Again, your professional biography will vary considerably depending on the context for which you’re using it. As a general rule of thumb, you should include:
• Your name at the beginning
• Your current occupation, work history and achievements
• Your personal values and goals
• Non-work-related facts, such as interests and personal details
• Contact information
Putting it all together, it would look like:
[Your name] is a [professional title] who has worked at [2-4 employers, positions, etc.]. During her career, she has earned honors such as [2-4 awards, honors or achievements]. When she’s not busy doing [your career], she’s [2-4 hobbies, interests, family details such as children]. You can email her at [your email address] or visit her website at [your website URL].
Professional bio example.
Jane Smith is a freelance graphic designer with nearly a decade of experience creating art for businesses across a variety of industries. Her work has been recognized by Graphic Design USA, among other organizations. When she’s not busy creating the next great logo, you’ll find her chasing after her twin toddlers, Sarah and Lucy, or trying to teach her dog Nellie to learn commands beyond “sit” (at least he’s a master at the basics!). Contact her using the form below.
Why good bios are important for professionals.

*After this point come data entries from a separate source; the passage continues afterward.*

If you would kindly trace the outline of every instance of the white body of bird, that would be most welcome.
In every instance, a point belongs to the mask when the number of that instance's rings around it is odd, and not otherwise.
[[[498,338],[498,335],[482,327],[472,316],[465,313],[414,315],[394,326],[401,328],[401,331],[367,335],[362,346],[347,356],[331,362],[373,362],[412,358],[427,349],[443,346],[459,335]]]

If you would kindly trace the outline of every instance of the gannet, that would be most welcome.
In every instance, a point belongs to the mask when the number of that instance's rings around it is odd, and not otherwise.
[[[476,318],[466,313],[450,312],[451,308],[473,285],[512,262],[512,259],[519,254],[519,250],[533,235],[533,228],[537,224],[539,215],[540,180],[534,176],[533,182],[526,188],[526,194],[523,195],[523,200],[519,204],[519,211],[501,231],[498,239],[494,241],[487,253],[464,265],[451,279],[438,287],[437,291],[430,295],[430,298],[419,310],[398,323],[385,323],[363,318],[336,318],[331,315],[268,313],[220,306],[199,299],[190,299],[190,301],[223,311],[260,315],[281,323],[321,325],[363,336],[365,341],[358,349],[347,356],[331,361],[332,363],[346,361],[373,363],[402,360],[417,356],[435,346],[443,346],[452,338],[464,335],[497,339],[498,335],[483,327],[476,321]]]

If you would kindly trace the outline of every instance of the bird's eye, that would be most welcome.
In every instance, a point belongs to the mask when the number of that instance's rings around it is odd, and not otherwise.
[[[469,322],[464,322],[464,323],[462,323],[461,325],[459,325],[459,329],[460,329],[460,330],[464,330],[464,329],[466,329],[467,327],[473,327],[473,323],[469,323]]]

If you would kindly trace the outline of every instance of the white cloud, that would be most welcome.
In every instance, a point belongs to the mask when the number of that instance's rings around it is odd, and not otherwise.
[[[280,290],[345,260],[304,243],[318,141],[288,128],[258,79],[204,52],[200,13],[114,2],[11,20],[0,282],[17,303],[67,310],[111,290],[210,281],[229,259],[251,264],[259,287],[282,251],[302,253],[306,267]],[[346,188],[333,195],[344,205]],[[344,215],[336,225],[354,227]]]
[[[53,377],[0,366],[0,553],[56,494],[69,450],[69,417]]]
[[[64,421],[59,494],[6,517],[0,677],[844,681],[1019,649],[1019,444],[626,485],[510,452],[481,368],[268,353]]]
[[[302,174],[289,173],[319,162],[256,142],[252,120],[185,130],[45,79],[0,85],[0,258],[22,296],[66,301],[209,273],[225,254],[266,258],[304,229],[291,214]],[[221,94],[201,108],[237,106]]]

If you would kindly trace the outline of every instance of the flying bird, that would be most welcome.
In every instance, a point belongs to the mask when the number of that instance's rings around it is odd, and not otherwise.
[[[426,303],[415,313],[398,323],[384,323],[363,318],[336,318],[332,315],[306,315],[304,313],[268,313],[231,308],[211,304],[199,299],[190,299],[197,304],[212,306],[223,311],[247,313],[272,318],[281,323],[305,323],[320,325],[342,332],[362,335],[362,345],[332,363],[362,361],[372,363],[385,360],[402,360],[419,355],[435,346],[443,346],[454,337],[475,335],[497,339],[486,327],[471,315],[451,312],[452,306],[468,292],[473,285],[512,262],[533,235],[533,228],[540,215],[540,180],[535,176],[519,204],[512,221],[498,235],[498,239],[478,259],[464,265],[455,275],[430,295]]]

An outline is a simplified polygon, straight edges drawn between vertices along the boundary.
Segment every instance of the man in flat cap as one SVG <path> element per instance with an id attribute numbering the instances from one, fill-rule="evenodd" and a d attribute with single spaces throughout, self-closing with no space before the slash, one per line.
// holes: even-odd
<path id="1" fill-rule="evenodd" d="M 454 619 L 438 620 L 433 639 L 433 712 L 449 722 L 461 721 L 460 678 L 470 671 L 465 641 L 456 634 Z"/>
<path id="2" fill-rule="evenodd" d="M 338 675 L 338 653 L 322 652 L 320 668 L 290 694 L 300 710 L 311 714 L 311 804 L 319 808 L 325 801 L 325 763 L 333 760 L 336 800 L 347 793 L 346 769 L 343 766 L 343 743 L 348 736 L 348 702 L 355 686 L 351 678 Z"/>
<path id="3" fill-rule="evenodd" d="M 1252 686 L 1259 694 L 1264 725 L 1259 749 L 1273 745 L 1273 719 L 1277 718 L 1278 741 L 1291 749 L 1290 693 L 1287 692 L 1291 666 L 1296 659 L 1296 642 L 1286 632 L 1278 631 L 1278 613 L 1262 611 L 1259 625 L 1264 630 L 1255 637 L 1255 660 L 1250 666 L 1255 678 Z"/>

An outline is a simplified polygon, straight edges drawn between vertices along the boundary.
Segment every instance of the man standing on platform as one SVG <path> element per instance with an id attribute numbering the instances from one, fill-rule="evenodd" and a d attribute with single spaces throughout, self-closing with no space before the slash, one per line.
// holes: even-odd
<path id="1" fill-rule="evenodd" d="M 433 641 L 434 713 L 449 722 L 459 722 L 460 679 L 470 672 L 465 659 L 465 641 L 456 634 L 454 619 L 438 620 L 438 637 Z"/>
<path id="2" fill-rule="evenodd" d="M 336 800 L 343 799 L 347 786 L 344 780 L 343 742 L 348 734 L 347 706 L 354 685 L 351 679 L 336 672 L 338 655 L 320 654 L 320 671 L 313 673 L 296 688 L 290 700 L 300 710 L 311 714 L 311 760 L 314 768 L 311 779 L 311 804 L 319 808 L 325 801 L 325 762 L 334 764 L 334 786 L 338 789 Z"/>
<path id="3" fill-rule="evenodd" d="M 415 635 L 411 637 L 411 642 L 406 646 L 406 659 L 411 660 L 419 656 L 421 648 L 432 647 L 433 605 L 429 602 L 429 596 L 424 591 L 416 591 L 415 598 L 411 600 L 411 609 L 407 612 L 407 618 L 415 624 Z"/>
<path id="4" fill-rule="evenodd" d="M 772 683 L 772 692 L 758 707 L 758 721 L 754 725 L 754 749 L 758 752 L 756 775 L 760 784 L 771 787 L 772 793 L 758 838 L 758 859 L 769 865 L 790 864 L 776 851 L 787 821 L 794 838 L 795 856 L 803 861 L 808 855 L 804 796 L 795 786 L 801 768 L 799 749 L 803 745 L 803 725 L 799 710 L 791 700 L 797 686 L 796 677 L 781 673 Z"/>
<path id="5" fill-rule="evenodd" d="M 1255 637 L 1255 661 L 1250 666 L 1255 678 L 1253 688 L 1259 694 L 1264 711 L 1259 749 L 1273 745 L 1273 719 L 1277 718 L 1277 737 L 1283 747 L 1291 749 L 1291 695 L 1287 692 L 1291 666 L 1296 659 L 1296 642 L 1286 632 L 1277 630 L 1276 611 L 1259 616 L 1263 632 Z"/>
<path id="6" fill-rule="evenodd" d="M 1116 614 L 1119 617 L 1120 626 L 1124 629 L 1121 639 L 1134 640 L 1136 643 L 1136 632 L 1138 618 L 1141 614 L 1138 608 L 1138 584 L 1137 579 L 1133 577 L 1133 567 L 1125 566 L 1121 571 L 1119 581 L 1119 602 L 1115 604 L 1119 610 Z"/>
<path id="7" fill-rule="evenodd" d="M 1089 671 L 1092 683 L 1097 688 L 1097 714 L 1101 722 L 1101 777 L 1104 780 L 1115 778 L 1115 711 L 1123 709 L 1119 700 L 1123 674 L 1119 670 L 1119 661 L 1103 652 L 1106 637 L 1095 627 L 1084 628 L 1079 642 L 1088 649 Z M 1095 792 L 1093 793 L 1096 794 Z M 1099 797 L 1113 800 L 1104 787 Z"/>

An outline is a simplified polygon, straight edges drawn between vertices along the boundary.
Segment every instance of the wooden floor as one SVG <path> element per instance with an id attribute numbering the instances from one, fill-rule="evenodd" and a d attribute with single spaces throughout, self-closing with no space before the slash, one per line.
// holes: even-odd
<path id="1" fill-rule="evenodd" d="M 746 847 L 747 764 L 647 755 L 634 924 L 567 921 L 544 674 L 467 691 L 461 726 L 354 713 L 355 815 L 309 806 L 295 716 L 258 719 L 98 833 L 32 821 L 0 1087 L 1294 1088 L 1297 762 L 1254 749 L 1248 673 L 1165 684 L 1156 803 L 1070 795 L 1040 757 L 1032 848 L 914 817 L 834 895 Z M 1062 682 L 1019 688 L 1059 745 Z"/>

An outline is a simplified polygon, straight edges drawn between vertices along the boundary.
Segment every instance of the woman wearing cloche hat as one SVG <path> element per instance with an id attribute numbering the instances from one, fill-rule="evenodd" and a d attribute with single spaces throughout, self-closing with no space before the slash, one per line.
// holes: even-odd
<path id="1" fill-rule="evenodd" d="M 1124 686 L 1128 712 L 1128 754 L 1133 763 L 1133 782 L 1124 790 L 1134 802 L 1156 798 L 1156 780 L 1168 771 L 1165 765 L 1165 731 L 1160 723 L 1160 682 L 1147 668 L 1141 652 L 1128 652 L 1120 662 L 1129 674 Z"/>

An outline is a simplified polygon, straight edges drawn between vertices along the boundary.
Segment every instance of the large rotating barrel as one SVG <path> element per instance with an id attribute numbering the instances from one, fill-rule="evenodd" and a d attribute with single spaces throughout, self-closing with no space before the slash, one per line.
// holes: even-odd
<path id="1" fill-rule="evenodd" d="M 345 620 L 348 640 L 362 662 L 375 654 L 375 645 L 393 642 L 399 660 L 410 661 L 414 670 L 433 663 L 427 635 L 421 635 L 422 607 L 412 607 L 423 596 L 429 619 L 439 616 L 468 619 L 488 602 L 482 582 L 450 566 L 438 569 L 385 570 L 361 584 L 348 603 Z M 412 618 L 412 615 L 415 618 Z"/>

Writing a professional biography is about getting your name out there. It can be used to attract new clients and help you network. We’ve mentioned a few of the contexts in which you’ll need one — websites, portfolios, conferences, company websites, articles you write and social media accounts — but it’s a good idea to have yours on hand whenever you’re looking to make a connection or market your services.
Is a professional biography the same as a resume?
A professional bio is a different beast from a resume. The latter document is mainly used for applying for jobs, while your bio is less common in the hiring process, although you may be asked to submit one under some circumstances. Moreover, a professional biography is a more “human” document that requires a bit of flare, as opposed to your resume, which just catalogs your career.
That’s not to say a well-written bio can’t land you a job — it certainly can if it catches the eye of the right people. That’s why you should showcase it wherever you can, such as your professional website, and make sure it includes all of your latest and greatest achievements.